I od początku to oni narzucili swój styl, który pozwolił objąć prowadzenie 6:3 w siódmej minucie. Z dobrej strony pokazał się Luca Sigrist, który miał udział przy czterech bramkach – dwie zdobył, przy dwóch kolejnych asystował. Serbowie odpowiedzieli, zmniejszyli stratę do dwóch trafień, ale ich problemem była skuteczność. A konkretnie jej brak, bo Uros Mitrovic i Vojin Čabrilo ewidentnie nie mieli swojego dnia. Ten drugi zdobył jedną bramkę na sześć rzutów w całym meczu. Na szczęście miał sporo asyst, bo… sześć.



Do przerwy Szwajcaria miała pełną kontrolę nad meczem – prowadziła 17:14. Duża w tym zasługa bramkarza Mathieu Seravalliego, który otrzymał nagrodę MVP meczu w dowód uznania za 16 obronionych rzutów.

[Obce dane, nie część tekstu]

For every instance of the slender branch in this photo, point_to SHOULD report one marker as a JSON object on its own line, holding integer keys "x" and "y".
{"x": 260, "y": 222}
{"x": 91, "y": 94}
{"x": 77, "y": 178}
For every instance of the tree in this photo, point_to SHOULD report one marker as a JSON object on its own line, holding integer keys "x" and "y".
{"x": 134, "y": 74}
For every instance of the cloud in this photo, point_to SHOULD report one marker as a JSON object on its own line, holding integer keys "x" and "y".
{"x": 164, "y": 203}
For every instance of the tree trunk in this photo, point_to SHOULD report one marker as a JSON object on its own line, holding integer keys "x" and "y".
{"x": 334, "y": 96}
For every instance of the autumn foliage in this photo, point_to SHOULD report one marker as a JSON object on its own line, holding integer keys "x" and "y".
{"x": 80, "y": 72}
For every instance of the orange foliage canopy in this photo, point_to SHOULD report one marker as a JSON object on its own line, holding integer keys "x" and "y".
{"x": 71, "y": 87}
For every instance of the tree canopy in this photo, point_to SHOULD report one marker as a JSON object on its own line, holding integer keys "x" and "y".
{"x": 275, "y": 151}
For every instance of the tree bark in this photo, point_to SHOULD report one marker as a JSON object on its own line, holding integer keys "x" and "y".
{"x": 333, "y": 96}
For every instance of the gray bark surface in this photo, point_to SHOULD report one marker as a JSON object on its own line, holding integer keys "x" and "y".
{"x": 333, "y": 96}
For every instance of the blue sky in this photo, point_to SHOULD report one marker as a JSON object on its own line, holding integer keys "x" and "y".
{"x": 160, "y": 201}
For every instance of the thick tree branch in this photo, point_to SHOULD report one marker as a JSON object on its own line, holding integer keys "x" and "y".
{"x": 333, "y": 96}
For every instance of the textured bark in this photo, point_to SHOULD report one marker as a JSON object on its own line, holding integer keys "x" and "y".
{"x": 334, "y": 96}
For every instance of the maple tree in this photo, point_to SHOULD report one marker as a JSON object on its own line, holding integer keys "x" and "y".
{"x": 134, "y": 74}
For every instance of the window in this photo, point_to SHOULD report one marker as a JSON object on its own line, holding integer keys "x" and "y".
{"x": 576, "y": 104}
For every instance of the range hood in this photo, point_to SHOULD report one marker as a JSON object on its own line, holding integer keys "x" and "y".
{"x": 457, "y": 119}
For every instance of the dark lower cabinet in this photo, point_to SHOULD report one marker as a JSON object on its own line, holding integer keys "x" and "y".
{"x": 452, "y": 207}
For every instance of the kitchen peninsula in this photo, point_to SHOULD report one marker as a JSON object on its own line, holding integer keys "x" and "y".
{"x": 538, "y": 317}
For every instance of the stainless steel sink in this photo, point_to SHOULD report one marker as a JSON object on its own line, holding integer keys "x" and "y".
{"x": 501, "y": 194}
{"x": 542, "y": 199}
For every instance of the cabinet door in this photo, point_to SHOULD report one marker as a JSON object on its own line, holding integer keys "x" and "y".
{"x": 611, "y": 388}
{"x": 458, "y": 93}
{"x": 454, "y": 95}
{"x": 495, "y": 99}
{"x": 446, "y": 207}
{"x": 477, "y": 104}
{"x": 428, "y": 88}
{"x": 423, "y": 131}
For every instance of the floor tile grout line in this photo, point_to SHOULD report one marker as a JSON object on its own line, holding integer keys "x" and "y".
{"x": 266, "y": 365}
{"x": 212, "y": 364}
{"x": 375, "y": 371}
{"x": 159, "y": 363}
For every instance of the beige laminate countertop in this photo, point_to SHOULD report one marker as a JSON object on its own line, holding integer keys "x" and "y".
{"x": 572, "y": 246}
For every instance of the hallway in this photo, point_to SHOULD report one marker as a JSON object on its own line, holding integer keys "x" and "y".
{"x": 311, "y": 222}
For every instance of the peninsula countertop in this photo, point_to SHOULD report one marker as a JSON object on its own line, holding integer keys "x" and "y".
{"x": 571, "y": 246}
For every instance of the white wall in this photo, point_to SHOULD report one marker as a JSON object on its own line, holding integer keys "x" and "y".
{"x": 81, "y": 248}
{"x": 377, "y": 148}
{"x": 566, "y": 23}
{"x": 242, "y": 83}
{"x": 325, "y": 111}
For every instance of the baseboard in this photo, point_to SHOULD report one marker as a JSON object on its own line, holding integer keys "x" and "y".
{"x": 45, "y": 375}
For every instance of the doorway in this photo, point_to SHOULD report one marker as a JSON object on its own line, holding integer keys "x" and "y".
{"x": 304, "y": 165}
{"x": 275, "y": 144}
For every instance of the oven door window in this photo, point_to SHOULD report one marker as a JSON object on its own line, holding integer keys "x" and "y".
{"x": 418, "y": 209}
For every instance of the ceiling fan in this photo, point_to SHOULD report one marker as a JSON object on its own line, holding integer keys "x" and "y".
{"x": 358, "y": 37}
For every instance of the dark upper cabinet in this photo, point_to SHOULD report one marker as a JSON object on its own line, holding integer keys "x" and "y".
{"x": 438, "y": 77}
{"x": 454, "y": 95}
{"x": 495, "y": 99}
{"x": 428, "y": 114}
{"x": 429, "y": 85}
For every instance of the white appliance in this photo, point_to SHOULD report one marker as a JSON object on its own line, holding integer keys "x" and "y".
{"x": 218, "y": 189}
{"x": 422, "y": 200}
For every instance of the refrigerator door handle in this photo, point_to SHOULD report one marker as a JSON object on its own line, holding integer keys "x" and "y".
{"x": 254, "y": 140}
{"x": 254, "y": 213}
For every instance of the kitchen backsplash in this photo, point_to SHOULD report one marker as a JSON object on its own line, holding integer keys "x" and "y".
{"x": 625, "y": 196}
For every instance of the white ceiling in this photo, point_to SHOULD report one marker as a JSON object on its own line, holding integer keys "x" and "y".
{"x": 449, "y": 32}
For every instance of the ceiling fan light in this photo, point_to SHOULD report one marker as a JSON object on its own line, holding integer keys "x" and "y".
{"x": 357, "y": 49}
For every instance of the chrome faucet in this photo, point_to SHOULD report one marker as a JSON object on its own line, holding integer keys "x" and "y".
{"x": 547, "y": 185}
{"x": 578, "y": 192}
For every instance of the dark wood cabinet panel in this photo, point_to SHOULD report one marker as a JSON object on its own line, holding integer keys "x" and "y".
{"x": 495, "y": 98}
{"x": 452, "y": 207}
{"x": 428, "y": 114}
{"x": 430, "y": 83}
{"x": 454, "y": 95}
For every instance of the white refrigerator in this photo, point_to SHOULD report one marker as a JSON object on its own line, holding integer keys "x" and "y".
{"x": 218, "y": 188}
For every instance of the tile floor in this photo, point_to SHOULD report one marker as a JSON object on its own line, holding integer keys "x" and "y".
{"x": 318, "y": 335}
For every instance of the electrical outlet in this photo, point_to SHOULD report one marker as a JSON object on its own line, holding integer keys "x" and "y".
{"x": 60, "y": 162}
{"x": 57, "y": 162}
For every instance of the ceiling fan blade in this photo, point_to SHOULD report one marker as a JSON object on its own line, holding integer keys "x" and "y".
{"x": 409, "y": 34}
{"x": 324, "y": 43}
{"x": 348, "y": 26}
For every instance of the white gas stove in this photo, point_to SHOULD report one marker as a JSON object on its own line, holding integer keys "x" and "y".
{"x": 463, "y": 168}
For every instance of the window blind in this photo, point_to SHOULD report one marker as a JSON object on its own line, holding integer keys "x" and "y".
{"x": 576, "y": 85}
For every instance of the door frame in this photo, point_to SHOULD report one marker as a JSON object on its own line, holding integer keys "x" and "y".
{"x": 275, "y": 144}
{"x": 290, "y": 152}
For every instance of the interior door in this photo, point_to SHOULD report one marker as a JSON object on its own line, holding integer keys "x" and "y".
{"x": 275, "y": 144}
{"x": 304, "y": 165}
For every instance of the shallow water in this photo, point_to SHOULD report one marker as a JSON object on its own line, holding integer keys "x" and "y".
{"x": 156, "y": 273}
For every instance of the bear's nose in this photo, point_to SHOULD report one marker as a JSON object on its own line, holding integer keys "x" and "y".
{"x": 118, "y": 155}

Po drugiej stronie boiska szała Sigrist, który miał na koncie 11 bramek i sześć asyst. W 47. minucie Szwajcaria nadal miała trzybramkową przewagę (24:21), ale tempo w tym momencie spadło, co wykorzystała skrzętnie Serbia doprowadzając do wyniku 25:26.
Ostatnie słowo należało jednak do młodych Szwajcarów. Ostatnie dwa gole dla tego zespołu zdobył Sigrist, a kolejnego dołożył prawoskrzydłowy Gino Steenaerts. Szwajcaria ostatecznie wygrała 30:28 i awansuje do głównej rundy z zerowym dorobkiem. Serbia z kolei trafia do rywalizacji o Puchar Prezydenta, ale trzeba jej oddać, że minimalne porażki z Niemcami czy Szwajcarią wstydu tej reprezentacji nie przynosi.
Zawodnik meczu: Mathieu Seravalli (Szwajcaria)
Niemcy – Tunezja 39:26 (19:11)
Niemcy już przed tym meczem byli pewni pierwszego miejsca w grupie, ale kandydatom do medalu nie przystoi nie myśleć o komplecie zwycięstw w pierwszej fazie. Afrykańska drużyna od początku traciła dużo bramek, a po kwadransie objęli prowadzenie 10:1.
Pięć bramek dla naszych zachodnich sąsiadów zdobył Max Günther, a Jan Schmidt i David Móré – łącznie siedem goli w pierwszej połowie. W drugiej odsłonie Niemcy tak naprawdę nie mogli się zatrzymać się w drugiej połowie – atakowali wręcz jak szaleni.



Ostatecznie Niemcy wygrali 39:26 i powalczą o medale. Z kolei Tunezja zanotował trzecią porażkę i rozpocznie rywalizację o Puchar Prezydenta z zerowym wynikiem.